Sermons

Summary: We all deal with chave in every portion of life except at church. God wants church to be a place of change, A place that lives are changed. However, we mucs be changed first.

Can you spare some Change?

Acts 9:1-16

There was an old farmer claimed that he could command his mule with nothing more than a few soft words, no whips or prods necessary. She would respond, he claimed, with nothing more than gently spoken commands. So his friend down at the feed store asked for a demonstration. “Prove to me that your old mule will respond with nothing more than gentle language.” Out in the field they went the farmer, his friend, and the mule. As the friend watched, first in awe and then in horror, the farmer took a huge piece of lumber, a two-by-four about six feet long, and swung it with all his might, hitting the mule on one ear! When the animal stopped braying and bellowing and prancing around, the farmer then said, quietly, “Come here” and the mule came. “Sit”, and the whimpering creature sat. “Back up”, and she backed into the harnesses of a waiting plow and waited calmly for him to hook up. “You see? She’ll respond to a simple voice command”. However, his friend objected, “Whatever are you talking about? You said all you had to do was talk to her, but you hit her with this huge two-by-four! What do you mean, you just command her with words! That’s not what I saw!” “Oh, that,” said the farmer. “Well, first I do have to get her attention!”

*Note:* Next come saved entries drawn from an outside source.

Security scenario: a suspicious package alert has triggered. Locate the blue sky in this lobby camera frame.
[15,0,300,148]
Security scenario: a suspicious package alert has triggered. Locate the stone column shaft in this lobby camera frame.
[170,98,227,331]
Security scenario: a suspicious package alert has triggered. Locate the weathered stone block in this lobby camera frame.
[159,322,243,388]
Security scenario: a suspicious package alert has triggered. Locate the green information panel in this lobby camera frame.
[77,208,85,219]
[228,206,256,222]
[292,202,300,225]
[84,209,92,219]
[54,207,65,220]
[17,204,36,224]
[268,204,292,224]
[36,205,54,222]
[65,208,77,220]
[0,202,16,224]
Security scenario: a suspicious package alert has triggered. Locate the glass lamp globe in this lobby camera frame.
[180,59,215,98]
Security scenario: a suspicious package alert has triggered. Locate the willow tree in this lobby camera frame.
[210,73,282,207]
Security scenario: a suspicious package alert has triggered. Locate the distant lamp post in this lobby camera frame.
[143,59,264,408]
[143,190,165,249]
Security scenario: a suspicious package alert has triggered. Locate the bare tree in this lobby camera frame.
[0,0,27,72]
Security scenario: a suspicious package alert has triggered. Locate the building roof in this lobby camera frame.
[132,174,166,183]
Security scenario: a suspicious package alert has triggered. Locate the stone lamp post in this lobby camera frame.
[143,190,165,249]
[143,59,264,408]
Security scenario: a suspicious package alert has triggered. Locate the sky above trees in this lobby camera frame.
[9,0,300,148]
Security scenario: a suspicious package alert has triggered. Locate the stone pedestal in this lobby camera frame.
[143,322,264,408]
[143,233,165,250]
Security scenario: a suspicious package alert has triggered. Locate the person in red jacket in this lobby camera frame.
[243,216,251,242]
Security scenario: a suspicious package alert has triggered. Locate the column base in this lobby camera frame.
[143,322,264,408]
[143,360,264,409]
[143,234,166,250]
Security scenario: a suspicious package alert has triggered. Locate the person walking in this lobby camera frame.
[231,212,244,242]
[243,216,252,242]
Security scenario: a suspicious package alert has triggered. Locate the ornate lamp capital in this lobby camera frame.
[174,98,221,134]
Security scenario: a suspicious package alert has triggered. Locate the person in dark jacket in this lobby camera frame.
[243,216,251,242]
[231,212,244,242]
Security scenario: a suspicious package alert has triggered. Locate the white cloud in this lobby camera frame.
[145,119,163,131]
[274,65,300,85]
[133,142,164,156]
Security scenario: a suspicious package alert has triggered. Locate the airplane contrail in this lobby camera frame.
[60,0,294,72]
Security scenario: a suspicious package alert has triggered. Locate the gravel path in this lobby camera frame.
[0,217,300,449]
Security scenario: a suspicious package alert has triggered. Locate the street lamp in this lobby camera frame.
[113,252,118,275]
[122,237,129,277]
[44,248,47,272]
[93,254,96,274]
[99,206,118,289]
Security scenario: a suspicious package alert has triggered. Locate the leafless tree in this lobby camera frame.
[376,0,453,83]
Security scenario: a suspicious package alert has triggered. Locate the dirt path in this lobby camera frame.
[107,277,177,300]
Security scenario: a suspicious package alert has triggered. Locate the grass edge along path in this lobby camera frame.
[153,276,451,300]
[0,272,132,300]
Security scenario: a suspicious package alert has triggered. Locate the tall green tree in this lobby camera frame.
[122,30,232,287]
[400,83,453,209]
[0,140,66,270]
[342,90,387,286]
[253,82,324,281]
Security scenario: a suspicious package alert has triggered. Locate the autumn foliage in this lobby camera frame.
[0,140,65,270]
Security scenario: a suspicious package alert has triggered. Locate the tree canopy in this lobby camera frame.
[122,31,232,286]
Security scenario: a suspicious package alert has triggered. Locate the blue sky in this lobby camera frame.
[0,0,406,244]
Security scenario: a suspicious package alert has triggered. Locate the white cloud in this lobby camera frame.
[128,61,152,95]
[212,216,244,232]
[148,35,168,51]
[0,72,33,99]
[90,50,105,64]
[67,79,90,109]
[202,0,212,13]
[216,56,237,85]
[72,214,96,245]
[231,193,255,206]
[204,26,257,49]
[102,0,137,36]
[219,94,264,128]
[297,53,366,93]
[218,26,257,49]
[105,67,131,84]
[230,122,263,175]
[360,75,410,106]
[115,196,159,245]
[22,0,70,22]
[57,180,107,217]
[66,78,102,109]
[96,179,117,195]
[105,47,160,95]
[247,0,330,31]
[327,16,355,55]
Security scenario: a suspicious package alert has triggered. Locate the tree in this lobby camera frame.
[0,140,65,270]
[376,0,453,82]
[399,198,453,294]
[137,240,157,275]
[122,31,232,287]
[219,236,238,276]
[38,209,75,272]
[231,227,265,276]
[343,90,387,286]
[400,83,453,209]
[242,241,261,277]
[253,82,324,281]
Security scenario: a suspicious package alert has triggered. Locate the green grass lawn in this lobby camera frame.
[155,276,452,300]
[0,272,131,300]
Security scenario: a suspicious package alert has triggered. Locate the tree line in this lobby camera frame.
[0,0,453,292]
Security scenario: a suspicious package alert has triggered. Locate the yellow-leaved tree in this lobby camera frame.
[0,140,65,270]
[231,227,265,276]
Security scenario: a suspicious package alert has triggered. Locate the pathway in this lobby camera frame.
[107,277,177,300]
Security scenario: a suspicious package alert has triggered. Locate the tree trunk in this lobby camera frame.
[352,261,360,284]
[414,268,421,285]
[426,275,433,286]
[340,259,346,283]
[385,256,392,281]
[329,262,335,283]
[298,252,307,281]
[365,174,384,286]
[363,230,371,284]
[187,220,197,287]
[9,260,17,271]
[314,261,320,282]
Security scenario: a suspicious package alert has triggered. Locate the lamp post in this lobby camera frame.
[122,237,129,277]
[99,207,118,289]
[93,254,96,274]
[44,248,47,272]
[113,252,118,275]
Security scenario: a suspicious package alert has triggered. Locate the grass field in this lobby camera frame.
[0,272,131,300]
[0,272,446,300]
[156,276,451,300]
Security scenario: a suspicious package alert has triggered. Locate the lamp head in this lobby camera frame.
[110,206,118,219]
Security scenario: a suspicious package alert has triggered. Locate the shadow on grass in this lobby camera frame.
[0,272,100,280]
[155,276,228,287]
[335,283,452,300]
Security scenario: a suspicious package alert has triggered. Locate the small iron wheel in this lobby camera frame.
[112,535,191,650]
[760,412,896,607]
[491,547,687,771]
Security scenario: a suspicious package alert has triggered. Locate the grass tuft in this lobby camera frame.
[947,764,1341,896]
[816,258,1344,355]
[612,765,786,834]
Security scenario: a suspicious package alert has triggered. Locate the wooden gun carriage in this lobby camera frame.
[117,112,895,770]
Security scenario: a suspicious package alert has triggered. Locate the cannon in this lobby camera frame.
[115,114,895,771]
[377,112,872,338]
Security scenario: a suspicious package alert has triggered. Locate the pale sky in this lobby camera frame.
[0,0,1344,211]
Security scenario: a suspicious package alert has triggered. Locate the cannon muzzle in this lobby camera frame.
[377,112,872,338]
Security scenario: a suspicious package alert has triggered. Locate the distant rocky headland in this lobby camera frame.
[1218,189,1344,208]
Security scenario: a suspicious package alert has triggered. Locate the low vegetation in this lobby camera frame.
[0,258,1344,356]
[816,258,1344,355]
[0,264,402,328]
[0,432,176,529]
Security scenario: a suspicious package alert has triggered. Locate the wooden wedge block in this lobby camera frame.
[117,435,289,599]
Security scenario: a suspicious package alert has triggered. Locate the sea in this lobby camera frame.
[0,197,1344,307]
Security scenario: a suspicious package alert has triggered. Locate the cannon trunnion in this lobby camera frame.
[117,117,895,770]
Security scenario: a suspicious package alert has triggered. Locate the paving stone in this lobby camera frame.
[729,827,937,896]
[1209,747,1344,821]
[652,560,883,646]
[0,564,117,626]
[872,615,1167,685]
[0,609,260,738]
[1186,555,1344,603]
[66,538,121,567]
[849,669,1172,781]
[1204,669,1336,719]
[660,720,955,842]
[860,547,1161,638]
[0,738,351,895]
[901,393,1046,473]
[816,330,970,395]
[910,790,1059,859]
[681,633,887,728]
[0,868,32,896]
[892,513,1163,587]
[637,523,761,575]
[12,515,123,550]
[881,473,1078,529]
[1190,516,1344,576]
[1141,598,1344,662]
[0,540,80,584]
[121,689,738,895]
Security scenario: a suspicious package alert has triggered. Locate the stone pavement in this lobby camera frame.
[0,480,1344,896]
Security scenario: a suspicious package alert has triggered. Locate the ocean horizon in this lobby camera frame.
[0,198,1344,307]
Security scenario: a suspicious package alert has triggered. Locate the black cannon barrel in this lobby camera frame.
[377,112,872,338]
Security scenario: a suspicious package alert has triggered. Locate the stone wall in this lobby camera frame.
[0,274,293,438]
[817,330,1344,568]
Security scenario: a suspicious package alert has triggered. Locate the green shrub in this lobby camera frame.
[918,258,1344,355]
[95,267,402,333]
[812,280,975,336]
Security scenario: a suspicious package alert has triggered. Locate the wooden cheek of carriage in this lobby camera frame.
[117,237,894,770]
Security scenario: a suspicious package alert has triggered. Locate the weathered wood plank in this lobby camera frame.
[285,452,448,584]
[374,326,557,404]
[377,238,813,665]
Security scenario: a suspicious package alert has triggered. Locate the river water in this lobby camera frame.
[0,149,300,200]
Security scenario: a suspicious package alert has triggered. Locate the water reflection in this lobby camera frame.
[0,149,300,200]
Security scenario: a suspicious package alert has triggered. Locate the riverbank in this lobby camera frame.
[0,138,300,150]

It seems to me that God often uses the proverbial two-by-four to get our attention, because without it we would not listen. Without getting our attention in some way we will never follow or respond to his soft words. So, God has to do something dramatic, frequently, because we just do not notice that He is calling us. He is calling us to do something. He is calling us out of our stubbornness (possibility mulish stubbornness) and is summoning us to make a change.

God wants the church to be a place where lives change; He wants his children to go from worldly priorities to kingdom priorities. He wants people to find comfort and peace because they meet our savior and can relax because they receive the promises. He wants to change all the people of this world.

However, that won’t happen unless we already in the church are changed first.

I am afraid that we don’t notice God unless He gets the Two by four out. I guess we have too many distractions….our attention is drawn into the worldly problems and pleasures and we don’t hear the direction of our Lord. Some of us have to be hit hard to see what God is doing or asking for. Without the attention getter we often give go no attention or response at all.

Saul came in contact with God’s two-by-four in the form of a bright flash of light that most definitely got his attention. God’s wake-up call for Saul was a personal encounter out on the highway, a moment of truth that made Saul take notice and his life changed forever.

This morning I want us to consider how to be a place where lives change.

I was probably like most of you. I was a church kid. My family was at church almost every Sunday. We were not there for every event, not every time the doors were open, but we were faithful regulars.

Later, I had to make a decision to go to church. I did not know it was a calling. I just noticed a desire and after a period of time I acted on it. Then My family became church regulars. I was changed during this process. I never had the dramatic conversion that some people share. Sometimes I felt ashamed because my personal story seemed so boring. Church kid becomes a church adult. Blah… Blah … Blah

In our scripture today, Saul is a religious terrorist. He is so obsessed with these radical Jews, the ones that followed Jesus that he wanted to travel around and take them all as prisoners and bring them to Jerusalem for a “Trial.”

You know a Fair trial that ends by finding these blasphemers Guilty and sentenced to death.

Isn’t that an interesting description of his emotion….he is breathing out murderous threats… I can image a person that just looks angry. He talks to people and the only subject on his mind is the situation with the horrible people.

I have known some negative people. Some that spew poison about certain people or situations without even noticing what it does to them. We have seen people on TV, Eric Rudolph explaining the bombings. As far as they can see they are just stating the right thing.

Paul is exactly the same way. He is on the right side. He is a good Jew, trained n the law and more importantly a keeper of the law. He is zealous in his persecution of the followers of “the way.” He seems obsessed with the idea of wiping out this sect from the face of the earth.